Set hadoop configuration values on spark-submit command line

StephenBoesch picture StephenBoesch · Mar 14, 2017 · Viewed 10.8k times · Source

We want to set the aws parameters that from code would be done via the SparkContext:

sc.hadoopConfiguration.set("fs.s3a.access.key", vault.user)
sc.hadoopConfiguration.set("fs.s3a.secret.key", vault.key)

However we have a custom Spark launcher framework that requires all the custom Spark configurations to be done via --conf parameters to the spark-submit command line.

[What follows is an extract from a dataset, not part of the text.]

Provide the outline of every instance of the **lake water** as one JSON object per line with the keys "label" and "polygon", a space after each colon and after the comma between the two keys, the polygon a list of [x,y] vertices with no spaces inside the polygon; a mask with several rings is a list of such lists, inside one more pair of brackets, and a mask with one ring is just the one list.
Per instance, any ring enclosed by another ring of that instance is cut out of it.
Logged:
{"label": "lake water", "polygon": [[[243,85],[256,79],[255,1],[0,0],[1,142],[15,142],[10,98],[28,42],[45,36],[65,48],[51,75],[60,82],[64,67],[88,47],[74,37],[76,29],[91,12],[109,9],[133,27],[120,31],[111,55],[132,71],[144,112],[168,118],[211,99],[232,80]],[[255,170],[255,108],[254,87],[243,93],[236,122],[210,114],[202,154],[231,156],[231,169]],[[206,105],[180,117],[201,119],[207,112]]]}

Is there a way to "notify" the SparkContext to set --conf values to the hadoopConfiguration and not to its general SparkConf ? Looking for something along the lines of

spark-submit --conf hadoop.fs.s3a.access.key $vault.user --conf hadoop.fs.s3a.access.key $vault.key

or

spark-submit --conf hadoopConfiguration.fs.s3a.access.key $vault.user --conf hadoopConfiguration.fs.s3a.access.key $vault.key

Answer

vanza picture vanza · Mar 14, 2017

You need to prefix Hadoop configs with spark.hadoop. in the command line (or SparkConf object). For example:

spark.hadoop.fs.s3a.access.key=value